郁夜臣为讨岳父伤心,一盅又一盅地给岳父喝着,俩人还谈了大半宿,谈得话题永远离不开如何养花弄草,下河钓鱼。
“喂,回家了。”
梁碧晴走过去将他从椅子上抚起,谁知刚把他扯起来整个从又跌了回去,喝了酒的男人跟面团儿似的,浑身没啥力气。

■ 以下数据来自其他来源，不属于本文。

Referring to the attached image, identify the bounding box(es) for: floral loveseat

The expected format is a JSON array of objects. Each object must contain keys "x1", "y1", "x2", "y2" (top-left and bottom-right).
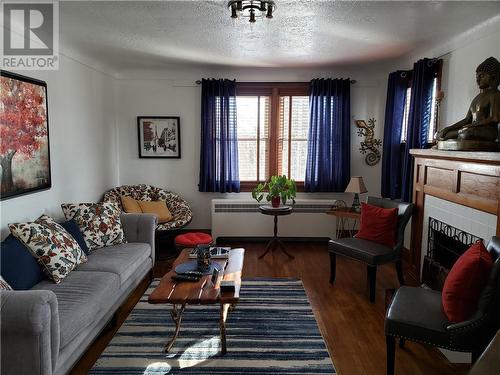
[{"x1": 102, "y1": 184, "x2": 193, "y2": 232}]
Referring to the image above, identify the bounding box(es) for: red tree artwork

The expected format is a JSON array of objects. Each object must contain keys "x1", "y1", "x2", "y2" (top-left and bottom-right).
[{"x1": 0, "y1": 74, "x2": 48, "y2": 195}]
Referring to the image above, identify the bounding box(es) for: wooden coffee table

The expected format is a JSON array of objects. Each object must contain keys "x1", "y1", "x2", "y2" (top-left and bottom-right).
[{"x1": 148, "y1": 248, "x2": 245, "y2": 354}]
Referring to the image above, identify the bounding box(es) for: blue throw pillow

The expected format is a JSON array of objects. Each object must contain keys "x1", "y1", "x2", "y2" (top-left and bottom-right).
[
  {"x1": 61, "y1": 219, "x2": 90, "y2": 255},
  {"x1": 0, "y1": 234, "x2": 45, "y2": 290}
]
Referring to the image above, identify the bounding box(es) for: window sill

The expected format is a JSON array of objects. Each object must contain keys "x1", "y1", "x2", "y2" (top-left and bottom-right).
[{"x1": 239, "y1": 181, "x2": 306, "y2": 192}]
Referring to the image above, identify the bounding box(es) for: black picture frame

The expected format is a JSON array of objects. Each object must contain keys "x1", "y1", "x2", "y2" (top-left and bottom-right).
[
  {"x1": 137, "y1": 116, "x2": 181, "y2": 158},
  {"x1": 0, "y1": 70, "x2": 51, "y2": 201}
]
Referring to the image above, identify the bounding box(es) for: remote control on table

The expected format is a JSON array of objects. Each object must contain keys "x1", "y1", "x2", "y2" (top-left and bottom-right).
[{"x1": 171, "y1": 274, "x2": 201, "y2": 282}]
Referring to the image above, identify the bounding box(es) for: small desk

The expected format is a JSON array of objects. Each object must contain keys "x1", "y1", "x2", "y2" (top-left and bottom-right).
[
  {"x1": 258, "y1": 205, "x2": 294, "y2": 259},
  {"x1": 326, "y1": 207, "x2": 360, "y2": 239}
]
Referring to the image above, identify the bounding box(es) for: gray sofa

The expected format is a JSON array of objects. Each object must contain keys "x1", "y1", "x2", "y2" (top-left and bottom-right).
[{"x1": 0, "y1": 213, "x2": 157, "y2": 375}]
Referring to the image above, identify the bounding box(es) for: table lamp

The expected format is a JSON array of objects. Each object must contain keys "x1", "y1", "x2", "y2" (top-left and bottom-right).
[{"x1": 345, "y1": 176, "x2": 367, "y2": 213}]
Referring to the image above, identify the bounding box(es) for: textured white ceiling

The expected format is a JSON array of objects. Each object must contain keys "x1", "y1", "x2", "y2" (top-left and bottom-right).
[{"x1": 59, "y1": 1, "x2": 500, "y2": 71}]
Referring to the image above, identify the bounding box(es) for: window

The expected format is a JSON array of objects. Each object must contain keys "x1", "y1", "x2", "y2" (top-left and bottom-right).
[
  {"x1": 236, "y1": 83, "x2": 310, "y2": 189},
  {"x1": 236, "y1": 96, "x2": 270, "y2": 181},
  {"x1": 400, "y1": 76, "x2": 440, "y2": 143},
  {"x1": 278, "y1": 96, "x2": 309, "y2": 181},
  {"x1": 428, "y1": 77, "x2": 438, "y2": 142},
  {"x1": 400, "y1": 86, "x2": 412, "y2": 143}
]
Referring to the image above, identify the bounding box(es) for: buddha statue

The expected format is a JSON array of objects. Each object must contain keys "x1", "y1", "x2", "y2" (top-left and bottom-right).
[{"x1": 436, "y1": 56, "x2": 500, "y2": 150}]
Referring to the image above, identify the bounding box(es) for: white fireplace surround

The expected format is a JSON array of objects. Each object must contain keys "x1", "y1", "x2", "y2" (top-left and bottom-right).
[{"x1": 421, "y1": 195, "x2": 497, "y2": 273}]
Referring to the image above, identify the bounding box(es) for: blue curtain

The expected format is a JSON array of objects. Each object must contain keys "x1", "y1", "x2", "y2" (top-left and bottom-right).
[
  {"x1": 401, "y1": 58, "x2": 440, "y2": 202},
  {"x1": 381, "y1": 71, "x2": 411, "y2": 199},
  {"x1": 305, "y1": 78, "x2": 351, "y2": 192},
  {"x1": 199, "y1": 79, "x2": 240, "y2": 193}
]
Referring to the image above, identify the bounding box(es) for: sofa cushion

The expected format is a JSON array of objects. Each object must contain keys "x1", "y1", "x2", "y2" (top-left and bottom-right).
[
  {"x1": 121, "y1": 195, "x2": 142, "y2": 213},
  {"x1": 355, "y1": 202, "x2": 398, "y2": 247},
  {"x1": 137, "y1": 200, "x2": 173, "y2": 223},
  {"x1": 32, "y1": 271, "x2": 120, "y2": 348},
  {"x1": 76, "y1": 243, "x2": 151, "y2": 285},
  {"x1": 0, "y1": 234, "x2": 45, "y2": 290},
  {"x1": 385, "y1": 286, "x2": 449, "y2": 346},
  {"x1": 61, "y1": 202, "x2": 126, "y2": 251},
  {"x1": 329, "y1": 237, "x2": 397, "y2": 266},
  {"x1": 60, "y1": 219, "x2": 90, "y2": 255},
  {"x1": 442, "y1": 241, "x2": 493, "y2": 323},
  {"x1": 9, "y1": 215, "x2": 87, "y2": 284}
]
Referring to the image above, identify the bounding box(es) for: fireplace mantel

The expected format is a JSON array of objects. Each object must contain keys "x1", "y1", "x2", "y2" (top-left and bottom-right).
[{"x1": 408, "y1": 149, "x2": 500, "y2": 282}]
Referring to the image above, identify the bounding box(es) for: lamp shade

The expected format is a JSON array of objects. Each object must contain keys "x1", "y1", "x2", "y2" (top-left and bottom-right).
[{"x1": 345, "y1": 176, "x2": 368, "y2": 194}]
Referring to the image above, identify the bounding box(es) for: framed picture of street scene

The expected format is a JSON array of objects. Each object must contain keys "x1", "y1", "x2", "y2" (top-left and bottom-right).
[
  {"x1": 137, "y1": 116, "x2": 181, "y2": 159},
  {"x1": 0, "y1": 70, "x2": 51, "y2": 201}
]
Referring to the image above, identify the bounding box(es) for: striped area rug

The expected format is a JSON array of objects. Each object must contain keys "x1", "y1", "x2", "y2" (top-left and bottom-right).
[{"x1": 90, "y1": 279, "x2": 336, "y2": 374}]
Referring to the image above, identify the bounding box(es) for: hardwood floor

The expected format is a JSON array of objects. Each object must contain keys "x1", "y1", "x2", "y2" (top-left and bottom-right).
[{"x1": 71, "y1": 241, "x2": 469, "y2": 375}]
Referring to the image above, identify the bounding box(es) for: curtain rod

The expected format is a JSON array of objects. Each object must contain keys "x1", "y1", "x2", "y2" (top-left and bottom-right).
[{"x1": 195, "y1": 79, "x2": 357, "y2": 85}]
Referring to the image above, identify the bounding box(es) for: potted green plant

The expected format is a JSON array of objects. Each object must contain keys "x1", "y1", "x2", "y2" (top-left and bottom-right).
[{"x1": 251, "y1": 175, "x2": 297, "y2": 208}]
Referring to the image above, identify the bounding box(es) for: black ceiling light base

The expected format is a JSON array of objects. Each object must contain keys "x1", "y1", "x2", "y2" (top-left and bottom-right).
[{"x1": 228, "y1": 1, "x2": 276, "y2": 23}]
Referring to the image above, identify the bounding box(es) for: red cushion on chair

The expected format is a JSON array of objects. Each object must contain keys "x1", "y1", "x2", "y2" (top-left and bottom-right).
[
  {"x1": 175, "y1": 232, "x2": 213, "y2": 247},
  {"x1": 354, "y1": 202, "x2": 398, "y2": 247},
  {"x1": 442, "y1": 241, "x2": 493, "y2": 323}
]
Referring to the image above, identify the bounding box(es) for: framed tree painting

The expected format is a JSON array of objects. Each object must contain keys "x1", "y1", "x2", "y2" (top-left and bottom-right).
[
  {"x1": 137, "y1": 116, "x2": 181, "y2": 158},
  {"x1": 0, "y1": 70, "x2": 51, "y2": 200}
]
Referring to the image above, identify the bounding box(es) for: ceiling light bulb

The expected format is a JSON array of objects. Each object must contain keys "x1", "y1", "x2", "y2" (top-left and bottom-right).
[
  {"x1": 266, "y1": 4, "x2": 273, "y2": 18},
  {"x1": 249, "y1": 9, "x2": 256, "y2": 23}
]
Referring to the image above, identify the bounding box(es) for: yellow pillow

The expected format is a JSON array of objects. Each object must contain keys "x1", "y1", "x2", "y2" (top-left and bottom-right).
[
  {"x1": 121, "y1": 196, "x2": 142, "y2": 213},
  {"x1": 137, "y1": 200, "x2": 173, "y2": 223}
]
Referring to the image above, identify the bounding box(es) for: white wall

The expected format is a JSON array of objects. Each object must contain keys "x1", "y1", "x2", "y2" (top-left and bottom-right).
[
  {"x1": 114, "y1": 65, "x2": 390, "y2": 229},
  {"x1": 439, "y1": 33, "x2": 500, "y2": 130},
  {"x1": 0, "y1": 55, "x2": 118, "y2": 237},
  {"x1": 396, "y1": 15, "x2": 500, "y2": 133}
]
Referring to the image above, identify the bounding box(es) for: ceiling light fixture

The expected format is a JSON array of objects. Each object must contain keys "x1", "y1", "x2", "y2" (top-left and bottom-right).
[{"x1": 228, "y1": 1, "x2": 276, "y2": 23}]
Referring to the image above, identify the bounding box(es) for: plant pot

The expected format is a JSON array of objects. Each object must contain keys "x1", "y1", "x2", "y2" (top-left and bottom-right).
[{"x1": 271, "y1": 197, "x2": 281, "y2": 208}]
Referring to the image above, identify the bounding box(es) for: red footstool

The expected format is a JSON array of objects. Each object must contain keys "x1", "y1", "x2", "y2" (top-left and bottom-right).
[{"x1": 174, "y1": 232, "x2": 213, "y2": 251}]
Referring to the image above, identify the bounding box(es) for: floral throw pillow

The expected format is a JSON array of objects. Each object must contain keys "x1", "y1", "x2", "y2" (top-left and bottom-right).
[
  {"x1": 61, "y1": 202, "x2": 126, "y2": 251},
  {"x1": 9, "y1": 215, "x2": 87, "y2": 284},
  {"x1": 0, "y1": 276, "x2": 13, "y2": 290}
]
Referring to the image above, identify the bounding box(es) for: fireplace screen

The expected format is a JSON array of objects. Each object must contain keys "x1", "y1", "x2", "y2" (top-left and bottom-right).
[{"x1": 423, "y1": 217, "x2": 482, "y2": 290}]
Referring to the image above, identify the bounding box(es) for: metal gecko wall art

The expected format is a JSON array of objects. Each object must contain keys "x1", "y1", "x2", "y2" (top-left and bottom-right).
[{"x1": 355, "y1": 118, "x2": 382, "y2": 166}]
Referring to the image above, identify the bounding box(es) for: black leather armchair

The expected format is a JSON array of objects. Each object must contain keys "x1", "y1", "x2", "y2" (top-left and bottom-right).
[
  {"x1": 385, "y1": 237, "x2": 500, "y2": 375},
  {"x1": 328, "y1": 197, "x2": 414, "y2": 302}
]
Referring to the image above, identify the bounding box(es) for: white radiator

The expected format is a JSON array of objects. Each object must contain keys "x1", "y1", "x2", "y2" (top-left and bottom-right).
[{"x1": 211, "y1": 199, "x2": 337, "y2": 241}]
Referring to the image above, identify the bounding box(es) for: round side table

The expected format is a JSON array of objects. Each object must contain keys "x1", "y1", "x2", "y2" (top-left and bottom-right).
[{"x1": 258, "y1": 205, "x2": 294, "y2": 259}]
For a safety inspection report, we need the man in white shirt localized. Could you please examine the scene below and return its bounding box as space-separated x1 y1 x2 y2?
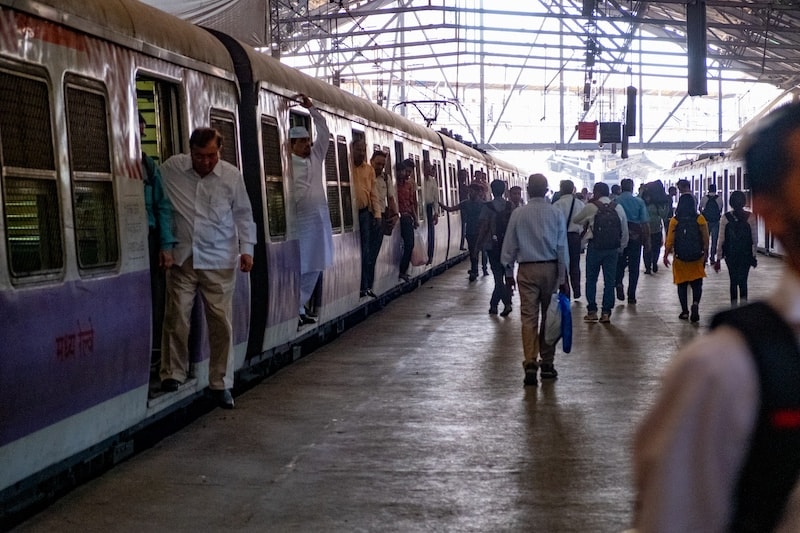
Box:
158 127 256 409
290 94 334 325
552 179 585 299
501 173 568 386
423 161 439 265
633 101 800 532
366 150 396 293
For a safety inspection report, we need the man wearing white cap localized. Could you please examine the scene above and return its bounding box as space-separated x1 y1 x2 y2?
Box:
290 94 333 327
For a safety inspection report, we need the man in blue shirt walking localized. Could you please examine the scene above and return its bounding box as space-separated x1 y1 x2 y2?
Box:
614 178 650 304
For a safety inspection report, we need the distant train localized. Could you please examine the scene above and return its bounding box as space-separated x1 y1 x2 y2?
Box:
0 0 525 521
660 151 782 256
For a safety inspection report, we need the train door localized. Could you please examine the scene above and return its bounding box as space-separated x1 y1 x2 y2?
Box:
135 75 183 367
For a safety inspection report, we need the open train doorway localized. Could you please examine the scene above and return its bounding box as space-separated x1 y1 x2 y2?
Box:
135 75 183 370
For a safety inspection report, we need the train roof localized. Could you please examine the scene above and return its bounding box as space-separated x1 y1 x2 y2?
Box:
3 0 520 174
236 44 485 157
2 0 235 77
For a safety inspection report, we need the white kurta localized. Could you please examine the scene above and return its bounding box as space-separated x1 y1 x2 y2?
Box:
292 107 334 274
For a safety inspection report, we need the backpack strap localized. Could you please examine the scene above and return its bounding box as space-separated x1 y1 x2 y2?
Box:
710 303 800 532
566 197 576 230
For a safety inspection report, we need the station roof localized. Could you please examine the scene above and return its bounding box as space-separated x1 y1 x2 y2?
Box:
265 0 800 93
143 0 800 153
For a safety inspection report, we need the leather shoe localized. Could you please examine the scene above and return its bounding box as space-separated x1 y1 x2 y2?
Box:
500 305 512 317
366 289 377 298
161 378 181 392
213 389 234 409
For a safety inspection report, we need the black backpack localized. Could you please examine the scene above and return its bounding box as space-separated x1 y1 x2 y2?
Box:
591 200 622 250
722 211 753 262
701 195 722 222
484 200 514 250
710 303 800 532
673 215 704 261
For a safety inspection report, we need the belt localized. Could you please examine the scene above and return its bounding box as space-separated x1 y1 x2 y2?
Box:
519 260 557 264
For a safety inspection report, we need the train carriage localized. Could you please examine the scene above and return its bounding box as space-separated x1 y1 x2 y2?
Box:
662 151 783 257
0 0 524 520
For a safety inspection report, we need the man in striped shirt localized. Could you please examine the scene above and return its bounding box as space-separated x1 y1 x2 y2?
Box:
501 173 568 386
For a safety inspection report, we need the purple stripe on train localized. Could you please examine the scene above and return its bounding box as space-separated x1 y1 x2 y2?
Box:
0 273 150 446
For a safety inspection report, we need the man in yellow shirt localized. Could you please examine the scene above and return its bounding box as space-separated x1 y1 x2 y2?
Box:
352 139 381 297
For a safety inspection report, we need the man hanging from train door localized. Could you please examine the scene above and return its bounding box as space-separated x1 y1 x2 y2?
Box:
423 160 439 265
158 127 256 409
290 94 334 326
352 139 381 298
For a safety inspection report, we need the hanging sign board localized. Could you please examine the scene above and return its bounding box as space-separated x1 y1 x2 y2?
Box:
576 121 597 140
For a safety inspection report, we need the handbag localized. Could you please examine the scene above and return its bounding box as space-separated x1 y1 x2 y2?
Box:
544 294 562 346
544 292 572 353
410 228 427 266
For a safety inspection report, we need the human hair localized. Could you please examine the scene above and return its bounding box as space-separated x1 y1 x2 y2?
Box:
675 193 698 218
593 182 610 198
676 179 690 192
729 190 747 211
189 127 222 149
708 183 717 193
527 173 548 197
490 179 506 197
370 150 385 161
620 178 634 192
742 101 800 197
509 185 522 193
559 179 575 195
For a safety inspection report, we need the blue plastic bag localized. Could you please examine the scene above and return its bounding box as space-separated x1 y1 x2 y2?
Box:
558 292 572 353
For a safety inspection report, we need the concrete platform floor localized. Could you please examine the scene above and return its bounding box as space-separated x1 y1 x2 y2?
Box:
14 253 785 532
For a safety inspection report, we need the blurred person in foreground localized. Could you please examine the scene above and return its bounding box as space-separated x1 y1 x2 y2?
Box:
632 101 800 532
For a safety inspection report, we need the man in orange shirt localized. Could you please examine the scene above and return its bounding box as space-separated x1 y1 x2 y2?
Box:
352 139 381 297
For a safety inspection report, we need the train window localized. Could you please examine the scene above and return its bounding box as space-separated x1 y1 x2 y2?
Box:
393 140 404 172
65 83 119 269
0 69 64 278
261 116 286 240
136 77 182 162
324 137 342 234
337 136 353 231
211 111 238 166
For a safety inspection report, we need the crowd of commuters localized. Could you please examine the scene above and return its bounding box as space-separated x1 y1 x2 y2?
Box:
137 83 796 531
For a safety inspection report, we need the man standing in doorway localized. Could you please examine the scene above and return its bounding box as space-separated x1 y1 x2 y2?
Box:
423 160 439 265
353 139 381 298
159 127 256 409
290 94 334 326
365 149 396 295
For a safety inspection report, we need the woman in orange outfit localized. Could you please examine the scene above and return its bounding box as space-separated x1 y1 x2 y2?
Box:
663 194 710 323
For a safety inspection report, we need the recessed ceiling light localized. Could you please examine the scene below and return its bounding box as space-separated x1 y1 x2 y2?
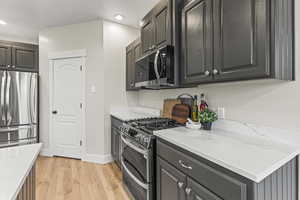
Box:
0 20 7 25
114 14 124 21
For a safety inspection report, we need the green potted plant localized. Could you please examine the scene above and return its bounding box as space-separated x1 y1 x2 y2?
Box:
199 108 218 130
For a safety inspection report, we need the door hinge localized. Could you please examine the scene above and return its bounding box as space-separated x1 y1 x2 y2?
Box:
80 65 83 71
80 103 83 109
80 140 82 146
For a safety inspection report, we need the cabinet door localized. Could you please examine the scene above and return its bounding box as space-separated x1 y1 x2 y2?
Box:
213 0 269 81
181 0 214 85
134 42 142 61
115 130 120 167
111 127 117 160
0 43 11 69
12 45 38 72
126 48 135 90
141 17 155 54
186 178 223 200
153 0 171 48
157 157 186 200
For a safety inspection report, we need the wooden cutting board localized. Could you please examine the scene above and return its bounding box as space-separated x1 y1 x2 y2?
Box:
172 104 191 124
162 99 181 118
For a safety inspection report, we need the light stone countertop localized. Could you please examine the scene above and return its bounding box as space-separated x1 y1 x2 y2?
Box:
110 106 161 121
0 143 42 200
154 120 300 183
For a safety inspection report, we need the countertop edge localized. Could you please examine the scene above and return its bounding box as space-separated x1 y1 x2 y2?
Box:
11 143 42 200
156 134 299 183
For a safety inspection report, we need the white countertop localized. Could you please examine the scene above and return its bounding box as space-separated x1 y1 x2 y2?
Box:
110 106 161 121
154 120 300 183
0 143 42 200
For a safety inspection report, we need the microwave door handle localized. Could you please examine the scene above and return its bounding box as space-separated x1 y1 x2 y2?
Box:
154 50 160 81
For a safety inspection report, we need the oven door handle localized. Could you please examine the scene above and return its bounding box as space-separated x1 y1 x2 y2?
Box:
121 159 149 190
121 134 148 155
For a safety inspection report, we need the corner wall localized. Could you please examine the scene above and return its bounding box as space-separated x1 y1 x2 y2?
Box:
39 20 139 160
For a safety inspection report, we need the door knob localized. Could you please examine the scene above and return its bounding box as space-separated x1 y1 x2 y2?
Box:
52 110 58 114
185 188 192 195
213 69 219 75
204 70 210 76
178 182 184 188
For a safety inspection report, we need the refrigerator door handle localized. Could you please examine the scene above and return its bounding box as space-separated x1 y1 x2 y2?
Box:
1 72 6 123
6 72 12 125
29 74 37 124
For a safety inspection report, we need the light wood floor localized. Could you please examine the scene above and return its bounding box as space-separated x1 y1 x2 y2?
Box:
36 156 131 200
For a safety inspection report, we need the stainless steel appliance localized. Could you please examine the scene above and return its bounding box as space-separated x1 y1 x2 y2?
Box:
0 71 38 148
135 45 177 89
120 118 182 200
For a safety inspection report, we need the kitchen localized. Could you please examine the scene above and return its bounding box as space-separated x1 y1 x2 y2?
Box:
0 0 299 199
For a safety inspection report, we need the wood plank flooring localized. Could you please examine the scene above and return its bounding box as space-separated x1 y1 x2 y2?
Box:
36 156 131 200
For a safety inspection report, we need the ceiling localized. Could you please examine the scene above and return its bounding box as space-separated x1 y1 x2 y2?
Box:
0 0 159 42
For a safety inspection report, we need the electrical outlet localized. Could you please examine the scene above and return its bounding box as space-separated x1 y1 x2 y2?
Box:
217 107 225 119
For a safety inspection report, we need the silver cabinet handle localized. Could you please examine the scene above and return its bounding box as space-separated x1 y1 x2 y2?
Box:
178 182 184 188
204 70 210 76
185 188 192 195
7 65 10 68
179 160 192 170
213 69 219 75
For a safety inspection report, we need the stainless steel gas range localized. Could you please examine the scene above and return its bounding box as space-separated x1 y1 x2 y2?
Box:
119 117 182 200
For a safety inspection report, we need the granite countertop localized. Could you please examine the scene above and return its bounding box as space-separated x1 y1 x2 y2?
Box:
154 120 300 183
0 143 42 200
110 106 161 121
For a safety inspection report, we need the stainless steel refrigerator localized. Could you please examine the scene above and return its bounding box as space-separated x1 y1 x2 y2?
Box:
0 71 38 148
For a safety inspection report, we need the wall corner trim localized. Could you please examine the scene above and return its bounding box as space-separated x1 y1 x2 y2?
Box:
82 153 113 164
39 148 54 157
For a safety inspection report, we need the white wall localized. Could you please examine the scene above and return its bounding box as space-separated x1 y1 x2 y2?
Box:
39 20 139 159
103 20 139 155
39 20 104 156
139 1 300 133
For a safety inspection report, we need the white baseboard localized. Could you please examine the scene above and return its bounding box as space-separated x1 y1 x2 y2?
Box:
39 148 113 165
39 148 54 157
82 153 113 164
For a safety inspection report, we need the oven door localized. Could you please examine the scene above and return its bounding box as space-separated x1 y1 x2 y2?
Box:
121 134 149 200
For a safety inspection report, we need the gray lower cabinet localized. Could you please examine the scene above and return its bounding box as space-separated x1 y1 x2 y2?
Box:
157 157 186 200
157 138 298 200
0 40 38 72
111 116 122 167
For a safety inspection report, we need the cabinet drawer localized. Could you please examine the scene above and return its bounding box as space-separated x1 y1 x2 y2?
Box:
157 140 247 200
111 116 123 129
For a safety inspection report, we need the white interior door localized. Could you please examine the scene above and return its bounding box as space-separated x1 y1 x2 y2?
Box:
51 57 84 159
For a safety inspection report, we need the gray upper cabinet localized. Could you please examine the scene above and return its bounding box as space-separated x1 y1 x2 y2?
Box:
181 0 294 85
141 17 155 54
0 43 12 69
0 40 38 72
157 157 186 200
126 38 141 91
12 44 38 72
141 0 177 55
213 0 269 81
181 0 214 84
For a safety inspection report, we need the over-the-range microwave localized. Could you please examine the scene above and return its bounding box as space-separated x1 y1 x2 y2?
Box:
135 45 177 89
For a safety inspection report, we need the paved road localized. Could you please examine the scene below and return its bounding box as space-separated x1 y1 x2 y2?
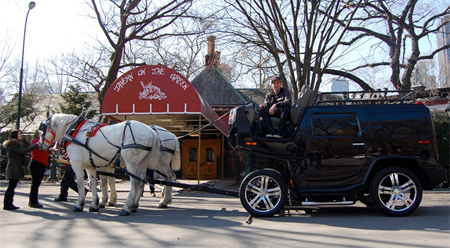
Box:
1 179 449 248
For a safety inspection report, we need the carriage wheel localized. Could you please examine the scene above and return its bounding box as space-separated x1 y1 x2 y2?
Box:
239 169 287 217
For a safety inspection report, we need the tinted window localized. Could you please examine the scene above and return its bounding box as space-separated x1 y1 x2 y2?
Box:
312 113 360 136
371 112 428 134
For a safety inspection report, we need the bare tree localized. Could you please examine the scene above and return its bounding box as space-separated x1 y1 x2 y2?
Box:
128 18 206 81
0 61 45 131
44 2 207 117
89 0 194 112
208 0 370 99
341 0 450 90
226 43 276 89
49 49 109 114
0 34 19 105
0 34 16 83
45 54 79 94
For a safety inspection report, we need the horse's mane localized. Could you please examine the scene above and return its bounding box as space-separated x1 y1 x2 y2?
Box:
51 113 78 133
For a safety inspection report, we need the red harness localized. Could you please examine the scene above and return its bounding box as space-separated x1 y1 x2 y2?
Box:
90 123 108 137
64 119 87 149
43 127 56 146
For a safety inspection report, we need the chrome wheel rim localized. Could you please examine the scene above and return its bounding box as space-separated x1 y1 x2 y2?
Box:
377 172 418 212
244 175 282 213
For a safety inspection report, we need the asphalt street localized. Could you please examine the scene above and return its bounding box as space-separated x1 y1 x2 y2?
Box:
0 179 449 248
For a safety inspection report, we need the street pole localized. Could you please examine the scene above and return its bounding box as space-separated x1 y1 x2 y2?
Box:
16 1 36 130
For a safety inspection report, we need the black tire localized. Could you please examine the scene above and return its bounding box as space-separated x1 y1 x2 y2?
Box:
370 167 422 217
239 169 287 217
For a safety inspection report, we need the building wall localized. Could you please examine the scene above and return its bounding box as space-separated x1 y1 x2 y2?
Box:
438 16 450 88
331 79 349 92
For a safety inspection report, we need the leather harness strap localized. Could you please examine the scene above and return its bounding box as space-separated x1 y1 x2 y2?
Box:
63 119 152 168
63 119 86 149
150 125 175 154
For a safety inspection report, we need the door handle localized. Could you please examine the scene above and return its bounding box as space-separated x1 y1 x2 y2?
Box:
352 142 365 147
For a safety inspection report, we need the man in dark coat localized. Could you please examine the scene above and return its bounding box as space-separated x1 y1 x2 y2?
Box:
259 76 292 138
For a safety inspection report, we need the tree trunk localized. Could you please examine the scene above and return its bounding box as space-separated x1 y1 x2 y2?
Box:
389 42 403 90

“晴晴啊,夜臣喝醉了,那就别回去了,你的房间我给你收拾出来了,你们今儿就住这儿吧。”
梁妈妈兴高彩烈从卧室里走出来。
“好,妈……明儿回去,晴晴,来,把我抚进屋子里去。”
梁碧晴不好说什么,再说,她自己又不会开车,酒驾交警抓得非常厉害,这样想着,梁碧情便伸出手臂,搀抚着男人踉跄进屋。
刚走进房间,男人反脚就踏上了门板。
整个身体跌入大床时,顺势也将女人拉了上去,一个翻身将女人压在了下面。
“干什么?”
原来男人根本没醉,敢情刚才都是装出来的啊。
梁碧晴气死了,而他嘴角勾起一抹笑靥,那笑狐猾的如狐狸。
整个身子覆上来,蓄得过长的头发洒到了她的脸蛋上,过长的眼睫毛刷过她的肌肤,让她感觉痒痒的。
勾起她的外套,一个劲儿往下推,俯下头……
“喂,郁夜臣,你不可以这样的。”
“咱们是夫妻,咋不能这样。”
郁夜臣忙碌着,晴晴的身子因他的力道而不停地晃动着,梁碧晴想到了昨天晚上,两人也是离这么近,也是这种姿势,脸孔陡地红得如煮熟的虾子。
小脸儿从他胳膊下钻出来,呼吸着新鲜空气,而他则转了阵地,让她身子一阵痉挛。
“夜臣,别……”
他太有经验了,弄得她心猿意马,全身都在不断地颤抖,脚趾头像抽筋似的,根本没办法挪称开。
“怕什么,他们看不见。”
见她双眼死死盯住那扇门板,便知道她在担心什么。
“门没锁。”
“放心,你妈看不见。”
外面不时有说话声飘进来,不过,从梁妈妈待他的态度看来,就算听到他们办事的声音,也会装着耳聋,啥都没听不见。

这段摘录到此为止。